For a (much more) elaborate expansion on this, see the book Drive by Daniel H. Pink.

3 comments

All this musk-style motivation 101 BS is direct from the CIA's manual on domestic espionage - frustration from within.

The means define the ends. If you treat people like shit, or as morons who need BS pressure techniques, you'll get a demoralised company.

Treat people well, set them clear targets and say it without fluff when they're slacking. If you can't tell somebody they're not good enough, you cannot help them to be good enough. None of this psychobabble BS where you're constantly second-guessing in a failed attempt to retain them on the rat-race for the rest of their life. Stop building ratrace companies.

> Stop building ratrace companies

They build rat-races because they are all still rats at heart. Endemic crisis of leadership and vision bred men who cannot think outside the maze. No amount of climbing extended their horizons or released them from slavery to money and the misery it brings.

> released them from slavery to money and the misery it brings

Good point. I often wonder what motivates a billionaire to keep making more money. For most it seems like ego, greed, and inability to rethink their life. I suppose they climbed so high by being relentless and not stopping. This is what makes the example of Yvon Chouinard so interesting.
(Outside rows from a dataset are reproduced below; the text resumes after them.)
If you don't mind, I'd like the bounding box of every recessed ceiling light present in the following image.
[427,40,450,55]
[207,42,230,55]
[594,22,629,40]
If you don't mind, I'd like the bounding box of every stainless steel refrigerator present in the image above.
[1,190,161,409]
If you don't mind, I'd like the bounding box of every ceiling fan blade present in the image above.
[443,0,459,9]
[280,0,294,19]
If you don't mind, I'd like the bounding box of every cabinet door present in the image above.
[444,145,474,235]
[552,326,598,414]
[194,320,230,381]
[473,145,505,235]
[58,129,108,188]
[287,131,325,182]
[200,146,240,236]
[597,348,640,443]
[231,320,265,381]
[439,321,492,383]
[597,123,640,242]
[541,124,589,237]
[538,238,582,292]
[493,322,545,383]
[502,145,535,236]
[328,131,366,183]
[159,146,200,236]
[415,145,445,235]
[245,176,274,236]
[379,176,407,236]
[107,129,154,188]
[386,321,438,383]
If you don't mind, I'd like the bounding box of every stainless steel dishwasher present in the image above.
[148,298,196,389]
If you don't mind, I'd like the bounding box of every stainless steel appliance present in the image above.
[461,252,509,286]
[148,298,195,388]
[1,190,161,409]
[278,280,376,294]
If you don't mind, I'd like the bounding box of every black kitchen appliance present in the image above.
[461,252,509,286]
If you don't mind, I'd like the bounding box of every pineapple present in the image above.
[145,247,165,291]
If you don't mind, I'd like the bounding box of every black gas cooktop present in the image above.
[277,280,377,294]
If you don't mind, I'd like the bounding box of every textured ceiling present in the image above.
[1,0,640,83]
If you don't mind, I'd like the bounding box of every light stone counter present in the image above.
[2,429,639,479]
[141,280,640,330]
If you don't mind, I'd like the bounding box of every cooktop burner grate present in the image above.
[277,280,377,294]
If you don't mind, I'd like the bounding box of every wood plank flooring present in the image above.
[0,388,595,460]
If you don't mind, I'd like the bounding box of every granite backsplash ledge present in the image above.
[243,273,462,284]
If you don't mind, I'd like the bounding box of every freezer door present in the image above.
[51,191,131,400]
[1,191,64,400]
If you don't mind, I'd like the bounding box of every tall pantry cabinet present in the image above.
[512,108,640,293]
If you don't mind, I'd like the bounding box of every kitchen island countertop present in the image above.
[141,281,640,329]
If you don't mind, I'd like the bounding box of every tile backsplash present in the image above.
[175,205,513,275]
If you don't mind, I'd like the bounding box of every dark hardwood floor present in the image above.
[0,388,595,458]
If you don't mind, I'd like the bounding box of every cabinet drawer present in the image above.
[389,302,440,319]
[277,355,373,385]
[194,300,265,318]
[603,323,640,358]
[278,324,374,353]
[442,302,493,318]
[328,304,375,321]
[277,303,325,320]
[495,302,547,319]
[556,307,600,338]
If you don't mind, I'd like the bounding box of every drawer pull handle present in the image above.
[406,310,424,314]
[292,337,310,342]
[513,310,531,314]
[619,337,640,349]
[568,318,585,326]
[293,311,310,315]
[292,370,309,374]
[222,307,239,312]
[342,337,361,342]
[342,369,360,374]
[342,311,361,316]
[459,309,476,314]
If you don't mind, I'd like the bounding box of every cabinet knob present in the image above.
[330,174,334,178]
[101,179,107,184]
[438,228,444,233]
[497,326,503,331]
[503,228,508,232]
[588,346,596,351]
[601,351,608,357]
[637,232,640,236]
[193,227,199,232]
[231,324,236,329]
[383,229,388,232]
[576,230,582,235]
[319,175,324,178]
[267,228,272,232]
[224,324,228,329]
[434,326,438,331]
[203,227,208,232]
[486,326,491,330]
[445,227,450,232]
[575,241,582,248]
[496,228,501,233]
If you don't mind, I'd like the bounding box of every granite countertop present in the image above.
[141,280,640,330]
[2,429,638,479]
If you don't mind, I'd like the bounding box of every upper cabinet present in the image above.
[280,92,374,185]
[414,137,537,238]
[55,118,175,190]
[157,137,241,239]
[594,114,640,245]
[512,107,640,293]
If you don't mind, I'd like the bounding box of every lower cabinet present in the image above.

You are putting words in my mouth. Pressure can be as simple as a deadline.
The vast majority of open source done in peoples free time is unfinished and at best of limited use. The serious projects very often have payed developers. The good ones done by unpaid developers have some pressure in terms of expectations by their community or the developers put pressure on themselves to achieve some self goal.
You are quite right that open source done purely in free time usually takes much longer to be "finished" but that is more a question of the time available to spend on it than absence of pressure.

OSS projects that have paid developers often manage to avoid much of the pressure that occurs in closed source.

Some OSS projects like the kernel manage to harness companies as way of funding full time developers without giving them too much say in details or deadlines. A feature ships in Linux when it is ready and accepted by the maintainers and Linus not when some manager says it has to ship.

Of course this works far better for large projects that are essentially a "commons" like the kernel, less so for open source projects where most of the developers work for a single company.

OSS projects are also prone to leadership issues and tend to have "good ol boys" clubs. It's utlimately human nature, OSS or not. See Linus Torvals or some of the things that went on in Rust community. Also, StackOverflow mods that volunteer their free time have so many issues. Wikipedia editors and Reddit moderators. Same.

Putting a OSS lipstick isn't doing any favors to understanding the human nature and how to create a good governance model to keep people happy. I suspect this is never going to be "solved", only solved in one person's views or ideological bias.

We barely recently got decent open source computers (but not smartphones), now try to imagine a GPL car...

That said it wouldn't it be cool have some sort of open source VW Bug. Stainless steel cyberbug, EV for the people. Low tech, curb lasts whole century, ubiquitous parts.

> That said it wouldn't it be cool have some sort of open source VW Bug. Stainless steel cyberbug, EV for the people. Low tech, curb lasts whole century, ubiquitous parts.

AWS would just fork it, package it as a SaaS, give nothing back to the project and it would then slowly atrophy and cease to exist.